There is a way Devi is worshipped today that looks like devotion but functions like extraction. In temples, homes, ashrams, YouTube livestreams, Navaratri festivals, and daily rituals, she is bound into routine: praised as mother, begged as protector, adorned as ornament, invoked as resource. Flowers, rice, incense, coconuts, noise, mantras, offerings—everything is given except the only thing that counts: the self. What passes for bhakti is mostly consumption wearing sacred clothing. She is sung to for fertility, appeased for safety, bargained with for health, blamed for chaos, and called upon to fix the very karmas people refuse to burn themselves. She is expected to feed, shelter, grant, absorb, and endure. Endlessly.
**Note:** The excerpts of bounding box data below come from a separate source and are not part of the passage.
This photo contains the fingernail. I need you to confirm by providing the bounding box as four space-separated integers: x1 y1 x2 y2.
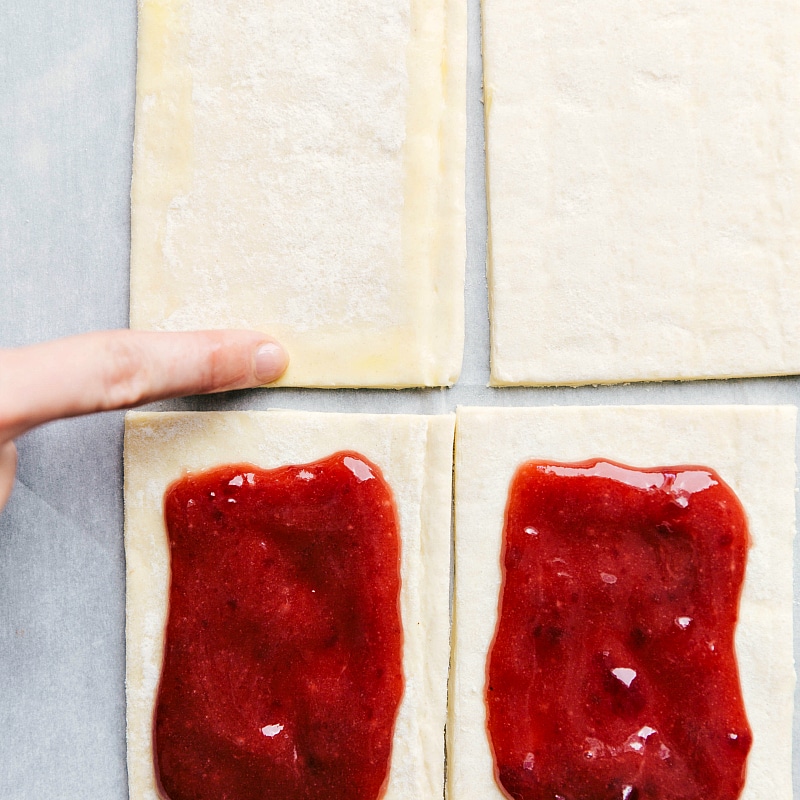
255 342 289 383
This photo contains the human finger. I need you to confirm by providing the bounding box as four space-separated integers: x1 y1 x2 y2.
0 442 17 509
0 331 288 442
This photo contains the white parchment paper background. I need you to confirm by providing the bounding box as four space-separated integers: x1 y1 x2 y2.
0 0 800 800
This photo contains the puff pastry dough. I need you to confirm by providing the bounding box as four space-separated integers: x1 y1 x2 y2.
131 0 466 386
483 0 800 386
125 411 454 800
447 406 796 800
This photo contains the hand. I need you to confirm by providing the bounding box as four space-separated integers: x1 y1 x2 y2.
0 331 288 509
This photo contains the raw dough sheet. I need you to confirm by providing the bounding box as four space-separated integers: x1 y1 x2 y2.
447 406 796 800
483 0 800 386
125 411 455 800
131 0 466 387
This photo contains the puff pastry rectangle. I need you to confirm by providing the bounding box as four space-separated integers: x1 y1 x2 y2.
483 0 800 386
447 406 796 800
131 0 466 387
125 411 454 800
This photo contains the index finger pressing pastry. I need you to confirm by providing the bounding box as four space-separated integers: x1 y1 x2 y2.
125 412 454 800
131 0 466 387
448 406 796 800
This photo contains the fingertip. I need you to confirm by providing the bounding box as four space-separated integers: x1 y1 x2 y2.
253 341 289 383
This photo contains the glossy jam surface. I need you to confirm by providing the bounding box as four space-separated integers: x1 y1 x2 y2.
486 461 752 800
154 453 403 800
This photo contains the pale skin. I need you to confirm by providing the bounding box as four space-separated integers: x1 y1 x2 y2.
0 331 288 509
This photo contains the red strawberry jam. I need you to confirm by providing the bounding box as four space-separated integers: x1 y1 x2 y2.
486 461 752 800
153 453 403 800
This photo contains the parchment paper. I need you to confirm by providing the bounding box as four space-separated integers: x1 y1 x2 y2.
0 0 800 800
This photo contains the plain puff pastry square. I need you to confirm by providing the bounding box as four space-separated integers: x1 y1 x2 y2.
447 406 797 800
483 0 800 386
131 0 467 387
125 411 455 800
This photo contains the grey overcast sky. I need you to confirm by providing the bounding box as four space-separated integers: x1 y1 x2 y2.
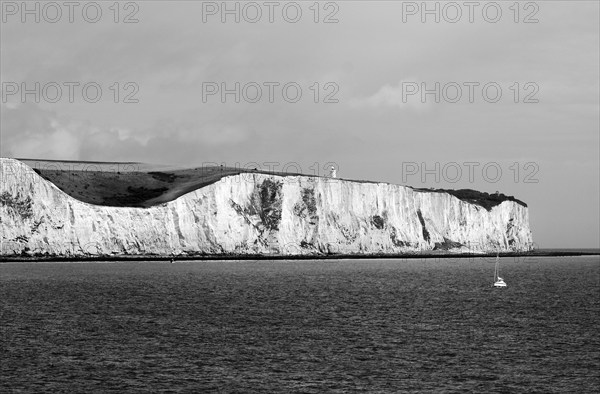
0 1 600 248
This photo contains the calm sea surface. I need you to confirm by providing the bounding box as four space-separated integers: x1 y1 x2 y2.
0 256 600 393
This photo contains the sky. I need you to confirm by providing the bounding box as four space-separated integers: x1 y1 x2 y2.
0 1 600 248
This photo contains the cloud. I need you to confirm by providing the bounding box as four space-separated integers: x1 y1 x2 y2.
350 79 430 111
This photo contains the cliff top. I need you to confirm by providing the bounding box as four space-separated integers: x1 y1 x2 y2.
7 159 527 210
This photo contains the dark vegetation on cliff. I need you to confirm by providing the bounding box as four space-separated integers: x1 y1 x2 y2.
20 159 527 211
413 188 527 211
21 159 300 207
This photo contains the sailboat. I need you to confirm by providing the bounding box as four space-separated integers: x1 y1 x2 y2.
494 253 506 287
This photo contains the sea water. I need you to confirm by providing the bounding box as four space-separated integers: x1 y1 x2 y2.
0 256 600 393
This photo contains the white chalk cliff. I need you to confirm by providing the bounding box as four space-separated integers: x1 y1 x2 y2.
0 158 532 257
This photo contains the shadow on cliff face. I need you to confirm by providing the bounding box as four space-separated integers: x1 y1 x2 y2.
21 159 527 211
22 160 300 209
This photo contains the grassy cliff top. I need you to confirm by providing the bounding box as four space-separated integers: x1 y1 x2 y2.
17 159 527 210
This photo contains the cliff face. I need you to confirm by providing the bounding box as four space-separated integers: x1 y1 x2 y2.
0 159 532 257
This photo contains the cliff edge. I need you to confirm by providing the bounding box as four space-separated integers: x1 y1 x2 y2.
0 158 533 258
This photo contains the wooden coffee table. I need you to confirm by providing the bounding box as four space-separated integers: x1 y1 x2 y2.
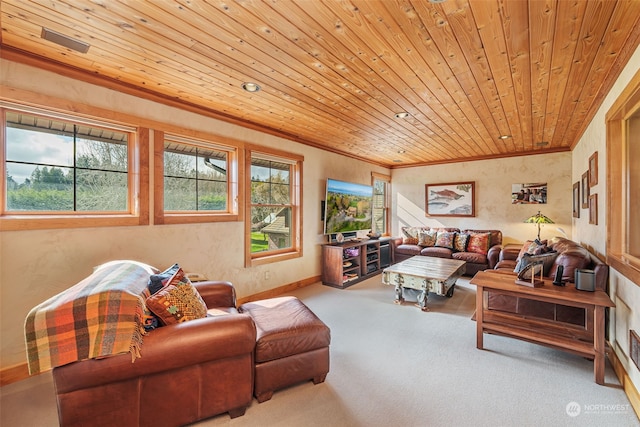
382 255 466 311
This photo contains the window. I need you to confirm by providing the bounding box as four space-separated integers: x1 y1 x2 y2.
246 151 302 265
606 69 640 285
2 109 148 230
371 173 391 235
155 132 237 224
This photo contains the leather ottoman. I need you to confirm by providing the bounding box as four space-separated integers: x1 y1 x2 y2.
239 297 331 403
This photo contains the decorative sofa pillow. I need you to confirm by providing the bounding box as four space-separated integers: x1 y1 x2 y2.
146 267 207 325
418 230 438 247
453 233 469 252
435 231 456 249
148 263 180 295
402 227 429 245
467 233 491 255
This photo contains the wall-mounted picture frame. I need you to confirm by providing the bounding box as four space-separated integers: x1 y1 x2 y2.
425 181 476 217
573 181 581 218
580 171 589 209
511 182 547 205
589 194 598 225
589 151 598 187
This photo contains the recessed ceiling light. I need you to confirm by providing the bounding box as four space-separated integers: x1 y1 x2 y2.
40 27 91 53
242 82 260 92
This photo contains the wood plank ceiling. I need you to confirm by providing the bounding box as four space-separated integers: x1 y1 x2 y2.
0 0 640 168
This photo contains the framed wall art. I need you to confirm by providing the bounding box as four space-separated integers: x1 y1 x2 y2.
573 181 581 218
589 151 598 187
511 182 547 205
589 194 598 225
425 181 476 217
581 171 589 209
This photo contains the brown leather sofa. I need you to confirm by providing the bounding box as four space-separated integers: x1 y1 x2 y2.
53 281 256 426
488 237 609 326
390 226 502 276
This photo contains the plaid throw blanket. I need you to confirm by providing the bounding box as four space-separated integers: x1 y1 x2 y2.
25 263 149 375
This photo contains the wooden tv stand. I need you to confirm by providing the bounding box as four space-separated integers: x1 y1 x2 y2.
322 239 382 289
469 271 615 385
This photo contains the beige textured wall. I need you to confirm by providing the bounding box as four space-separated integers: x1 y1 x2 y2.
572 47 640 390
0 60 390 368
392 152 572 244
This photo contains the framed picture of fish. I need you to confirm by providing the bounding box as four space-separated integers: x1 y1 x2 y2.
511 182 547 205
425 181 476 217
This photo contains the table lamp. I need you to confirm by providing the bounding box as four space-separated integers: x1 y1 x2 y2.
524 211 554 243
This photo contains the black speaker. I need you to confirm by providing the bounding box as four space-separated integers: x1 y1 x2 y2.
553 265 564 286
576 268 596 292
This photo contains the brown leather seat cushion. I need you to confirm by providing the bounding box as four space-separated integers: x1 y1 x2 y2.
240 297 331 363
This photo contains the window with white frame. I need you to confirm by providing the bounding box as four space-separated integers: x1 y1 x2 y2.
371 173 391 235
0 108 139 229
155 132 238 224
246 151 302 264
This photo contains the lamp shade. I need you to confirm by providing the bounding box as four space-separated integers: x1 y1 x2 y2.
524 211 554 241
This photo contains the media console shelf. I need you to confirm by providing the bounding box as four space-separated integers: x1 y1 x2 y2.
322 240 381 289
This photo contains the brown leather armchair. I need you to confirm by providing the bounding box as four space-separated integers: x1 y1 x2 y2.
53 281 256 426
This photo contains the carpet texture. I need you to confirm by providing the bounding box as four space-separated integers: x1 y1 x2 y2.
0 276 640 427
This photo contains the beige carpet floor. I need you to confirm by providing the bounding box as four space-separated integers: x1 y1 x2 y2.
0 276 640 427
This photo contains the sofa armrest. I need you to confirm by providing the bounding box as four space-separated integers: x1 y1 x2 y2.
53 314 256 394
193 280 236 308
487 245 502 270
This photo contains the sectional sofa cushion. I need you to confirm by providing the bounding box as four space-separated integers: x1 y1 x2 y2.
418 230 438 247
435 231 456 249
467 233 491 255
453 233 469 252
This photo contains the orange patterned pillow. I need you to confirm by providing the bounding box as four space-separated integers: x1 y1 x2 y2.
467 233 491 255
436 231 456 249
146 268 207 325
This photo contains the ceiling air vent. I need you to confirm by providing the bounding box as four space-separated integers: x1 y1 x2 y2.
40 27 91 53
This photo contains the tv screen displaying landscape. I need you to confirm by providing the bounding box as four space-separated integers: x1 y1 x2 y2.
324 178 373 234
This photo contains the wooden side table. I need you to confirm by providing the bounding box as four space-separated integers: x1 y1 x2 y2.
469 271 615 385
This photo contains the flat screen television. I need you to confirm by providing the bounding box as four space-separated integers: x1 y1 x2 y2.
324 178 373 235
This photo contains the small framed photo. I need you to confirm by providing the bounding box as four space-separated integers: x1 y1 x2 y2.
425 181 476 217
589 151 598 187
581 171 589 209
573 181 580 218
589 194 598 225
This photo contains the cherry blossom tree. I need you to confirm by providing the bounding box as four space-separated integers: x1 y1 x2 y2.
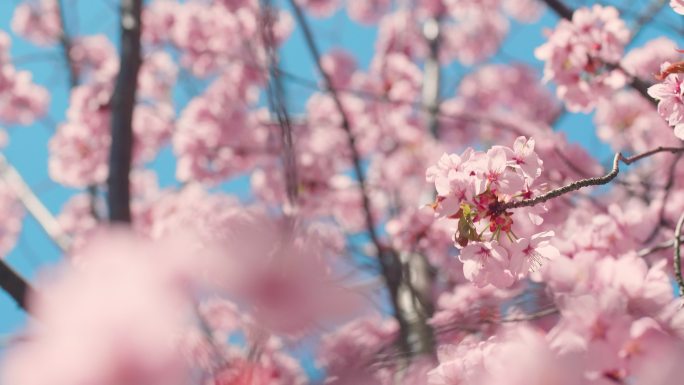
0 0 684 385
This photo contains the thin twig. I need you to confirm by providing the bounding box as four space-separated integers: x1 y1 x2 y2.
261 0 299 213
493 146 684 212
289 0 410 350
672 213 684 297
637 237 682 258
0 154 71 251
0 259 33 311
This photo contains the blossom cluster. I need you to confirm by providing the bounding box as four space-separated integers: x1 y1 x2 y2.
427 137 558 288
535 5 629 112
648 62 684 140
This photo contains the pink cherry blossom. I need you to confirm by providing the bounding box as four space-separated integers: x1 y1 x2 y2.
621 37 680 82
535 5 629 112
648 62 684 140
458 241 516 288
297 0 340 17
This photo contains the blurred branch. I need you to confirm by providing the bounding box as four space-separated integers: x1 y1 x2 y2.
289 0 423 351
644 154 682 243
672 213 684 297
0 154 71 251
637 237 682 258
0 259 33 311
261 0 299 212
492 147 684 213
423 17 442 138
107 0 142 223
57 0 78 88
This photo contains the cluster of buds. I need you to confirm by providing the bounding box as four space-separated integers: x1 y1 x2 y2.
427 137 558 288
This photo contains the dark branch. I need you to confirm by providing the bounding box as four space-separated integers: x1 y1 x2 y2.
107 0 142 223
261 0 299 211
492 147 684 213
672 214 684 297
289 0 429 352
0 260 33 311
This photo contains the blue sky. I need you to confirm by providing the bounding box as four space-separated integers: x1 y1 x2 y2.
0 0 684 339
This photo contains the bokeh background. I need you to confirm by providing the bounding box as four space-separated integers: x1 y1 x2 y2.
0 0 684 342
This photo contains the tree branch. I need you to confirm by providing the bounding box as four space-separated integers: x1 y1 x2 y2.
289 0 424 351
492 147 684 213
0 259 33 311
0 154 71 251
107 0 142 223
261 0 299 212
672 213 684 297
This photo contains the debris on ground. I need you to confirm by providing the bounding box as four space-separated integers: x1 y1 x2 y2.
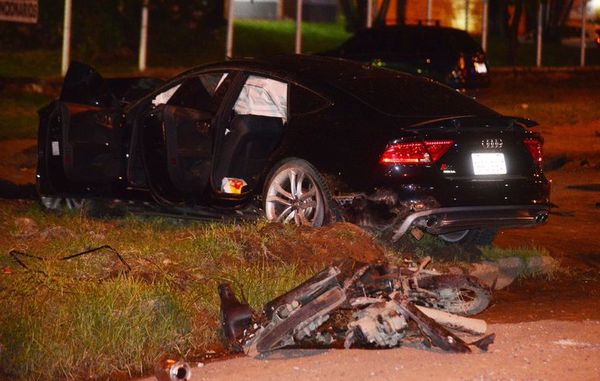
154 358 192 381
219 258 494 356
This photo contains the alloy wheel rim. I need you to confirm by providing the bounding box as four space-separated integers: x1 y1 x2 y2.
265 168 324 226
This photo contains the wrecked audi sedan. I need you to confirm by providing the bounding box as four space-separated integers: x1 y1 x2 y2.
37 55 549 243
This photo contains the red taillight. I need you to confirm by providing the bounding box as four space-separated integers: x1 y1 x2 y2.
523 138 544 165
379 140 454 164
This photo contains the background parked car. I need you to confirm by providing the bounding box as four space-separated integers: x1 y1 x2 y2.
323 25 490 88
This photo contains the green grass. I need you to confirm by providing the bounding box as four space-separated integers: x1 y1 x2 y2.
0 202 312 380
0 197 552 380
234 20 350 57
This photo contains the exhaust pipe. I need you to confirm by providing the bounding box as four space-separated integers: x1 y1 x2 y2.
535 212 548 224
425 216 437 228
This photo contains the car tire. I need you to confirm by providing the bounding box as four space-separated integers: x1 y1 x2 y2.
40 196 86 211
438 228 496 246
263 158 336 227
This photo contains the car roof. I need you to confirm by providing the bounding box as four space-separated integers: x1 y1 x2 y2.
178 54 390 81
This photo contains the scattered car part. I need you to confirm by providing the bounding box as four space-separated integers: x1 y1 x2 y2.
154 359 192 381
219 258 494 356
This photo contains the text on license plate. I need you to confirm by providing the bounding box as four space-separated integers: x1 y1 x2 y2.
471 153 506 175
473 62 487 74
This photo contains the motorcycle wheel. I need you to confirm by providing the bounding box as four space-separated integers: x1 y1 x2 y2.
419 274 492 316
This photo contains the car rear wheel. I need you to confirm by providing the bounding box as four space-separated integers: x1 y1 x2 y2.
263 158 331 226
438 228 496 246
40 196 85 211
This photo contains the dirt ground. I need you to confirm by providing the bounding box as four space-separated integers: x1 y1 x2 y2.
143 320 600 381
0 102 600 380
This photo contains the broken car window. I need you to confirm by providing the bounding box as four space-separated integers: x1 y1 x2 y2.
152 72 228 112
290 85 331 116
233 75 287 122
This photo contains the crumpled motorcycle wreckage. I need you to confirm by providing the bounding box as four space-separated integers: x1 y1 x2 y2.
219 258 495 356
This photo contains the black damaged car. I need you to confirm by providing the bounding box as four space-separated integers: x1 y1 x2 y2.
37 55 550 244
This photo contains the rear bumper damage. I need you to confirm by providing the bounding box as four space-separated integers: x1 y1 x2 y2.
393 205 549 240
342 189 550 241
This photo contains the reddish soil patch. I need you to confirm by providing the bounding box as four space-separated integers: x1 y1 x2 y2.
477 273 600 323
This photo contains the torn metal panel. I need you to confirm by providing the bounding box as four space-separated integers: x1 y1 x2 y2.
221 259 494 355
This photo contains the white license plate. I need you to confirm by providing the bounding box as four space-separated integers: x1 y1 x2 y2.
471 153 506 175
474 62 487 74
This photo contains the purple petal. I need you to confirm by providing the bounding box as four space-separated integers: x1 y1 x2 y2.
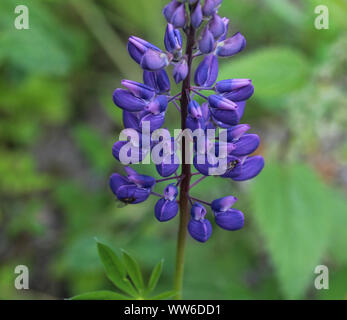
154 199 178 222
143 70 171 94
173 59 188 84
199 27 215 54
224 84 254 101
191 1 203 29
208 94 237 111
215 79 252 93
122 80 155 100
216 32 246 57
140 112 165 132
170 3 186 28
164 183 178 201
113 89 146 112
141 49 169 71
215 209 245 231
164 23 182 53
208 14 225 39
194 54 218 87
188 219 212 242
123 110 140 131
232 134 260 157
211 196 237 212
227 124 251 142
233 156 264 181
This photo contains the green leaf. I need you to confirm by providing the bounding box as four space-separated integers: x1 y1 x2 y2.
251 162 334 299
146 259 164 294
122 250 144 294
149 290 177 300
97 242 138 297
219 47 309 107
70 290 131 300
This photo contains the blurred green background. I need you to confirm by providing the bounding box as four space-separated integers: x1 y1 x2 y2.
0 0 347 299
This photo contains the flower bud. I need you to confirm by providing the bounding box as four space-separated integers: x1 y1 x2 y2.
143 70 171 94
232 134 260 157
199 27 215 54
123 110 140 131
188 219 212 242
154 199 178 222
211 196 237 212
170 3 187 28
208 14 225 39
163 0 180 23
233 156 264 181
127 36 162 64
156 153 180 178
139 112 165 133
215 209 245 231
141 49 170 71
202 0 216 17
124 167 155 188
190 202 207 221
164 183 178 201
216 32 246 57
227 124 251 141
164 23 182 53
215 79 252 93
191 1 203 29
194 54 218 87
113 89 146 112
145 96 168 114
208 94 237 111
122 80 155 100
173 58 189 84
110 173 151 204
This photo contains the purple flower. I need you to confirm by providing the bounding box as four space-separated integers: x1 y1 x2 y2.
140 49 171 71
188 203 212 242
170 3 187 28
191 1 203 29
173 59 188 84
143 70 170 94
122 80 155 100
214 209 245 231
110 173 151 204
113 89 146 112
154 199 178 222
199 27 215 54
164 23 182 53
194 54 219 87
233 156 264 181
128 36 162 64
216 32 246 57
110 0 264 242
208 14 226 39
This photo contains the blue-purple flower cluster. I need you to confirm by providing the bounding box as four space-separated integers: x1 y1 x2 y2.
110 0 264 242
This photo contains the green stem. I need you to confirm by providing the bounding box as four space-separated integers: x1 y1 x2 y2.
174 26 195 300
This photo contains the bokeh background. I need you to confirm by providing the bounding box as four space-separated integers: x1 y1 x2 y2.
0 0 347 299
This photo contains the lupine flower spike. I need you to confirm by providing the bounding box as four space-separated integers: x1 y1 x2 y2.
110 0 264 242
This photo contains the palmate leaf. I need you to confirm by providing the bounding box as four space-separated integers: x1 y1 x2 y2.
251 162 335 299
218 47 310 108
122 250 144 295
97 242 139 298
70 290 132 300
146 259 164 295
149 290 177 300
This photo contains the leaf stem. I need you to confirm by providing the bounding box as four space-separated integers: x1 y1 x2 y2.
174 21 195 300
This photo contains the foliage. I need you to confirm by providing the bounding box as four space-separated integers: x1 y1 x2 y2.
0 0 347 299
71 242 175 300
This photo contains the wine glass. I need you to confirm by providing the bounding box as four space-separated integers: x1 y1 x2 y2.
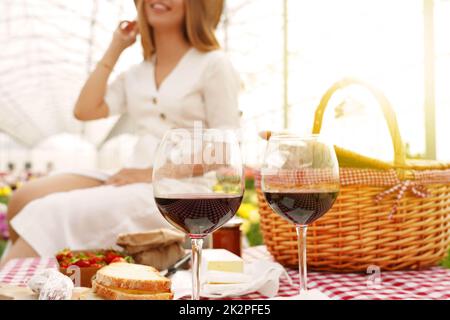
153 129 245 300
261 133 339 295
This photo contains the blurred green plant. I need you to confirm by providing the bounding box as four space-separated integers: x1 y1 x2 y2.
441 248 450 269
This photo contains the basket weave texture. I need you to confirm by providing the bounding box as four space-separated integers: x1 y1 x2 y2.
256 79 450 272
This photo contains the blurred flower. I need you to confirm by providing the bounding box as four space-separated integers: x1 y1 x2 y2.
0 186 12 197
0 212 9 240
248 209 260 224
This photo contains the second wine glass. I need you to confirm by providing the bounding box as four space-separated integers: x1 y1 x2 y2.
261 133 339 294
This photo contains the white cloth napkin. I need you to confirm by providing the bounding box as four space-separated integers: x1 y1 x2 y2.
172 261 292 299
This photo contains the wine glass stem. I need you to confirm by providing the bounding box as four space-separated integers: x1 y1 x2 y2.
191 238 203 300
296 225 308 294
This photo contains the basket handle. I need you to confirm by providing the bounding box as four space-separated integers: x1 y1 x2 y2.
313 78 406 167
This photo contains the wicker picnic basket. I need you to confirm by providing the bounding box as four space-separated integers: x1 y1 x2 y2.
256 79 450 272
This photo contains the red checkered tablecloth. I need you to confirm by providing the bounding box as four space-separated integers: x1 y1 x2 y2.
0 246 450 300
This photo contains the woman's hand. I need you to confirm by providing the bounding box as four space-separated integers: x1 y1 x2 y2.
111 21 139 51
105 169 152 187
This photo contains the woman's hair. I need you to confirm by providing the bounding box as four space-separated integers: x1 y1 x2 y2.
136 0 224 60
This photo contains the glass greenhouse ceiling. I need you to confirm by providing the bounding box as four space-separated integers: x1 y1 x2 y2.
0 0 140 146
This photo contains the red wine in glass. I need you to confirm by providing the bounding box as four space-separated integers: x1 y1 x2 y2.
264 191 338 226
155 194 242 236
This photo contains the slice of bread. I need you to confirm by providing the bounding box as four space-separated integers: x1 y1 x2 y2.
95 262 171 294
92 280 173 300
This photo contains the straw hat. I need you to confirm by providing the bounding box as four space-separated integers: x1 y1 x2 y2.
134 0 225 29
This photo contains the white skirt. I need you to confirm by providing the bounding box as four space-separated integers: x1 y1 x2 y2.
11 172 172 257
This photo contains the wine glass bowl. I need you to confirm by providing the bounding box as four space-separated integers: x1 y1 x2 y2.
153 129 245 300
261 133 339 293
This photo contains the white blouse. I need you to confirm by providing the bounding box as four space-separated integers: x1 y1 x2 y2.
105 48 240 168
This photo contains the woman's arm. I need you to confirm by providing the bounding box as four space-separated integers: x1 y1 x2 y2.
74 22 138 121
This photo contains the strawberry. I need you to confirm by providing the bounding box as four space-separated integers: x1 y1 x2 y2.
105 251 122 264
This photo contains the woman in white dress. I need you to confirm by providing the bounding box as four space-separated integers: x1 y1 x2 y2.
1 0 240 260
And because she continues to give, people mistake her patience for consent.
Rabbit Heart (Raise It Up) is not about a fragile girl trying to become brave. It is Devi catching Herself in the role civilization has stuffed her into: the edible goddess, the sacrificial mother, the pretty offering, the golden possession of the unconscious masculine. The “rabbit-hearted girl” is not weakness—it is the shape she’s forced to take when worship becomes predation dressed as piety. She is prey only because she has allowed Herself to stay in the field.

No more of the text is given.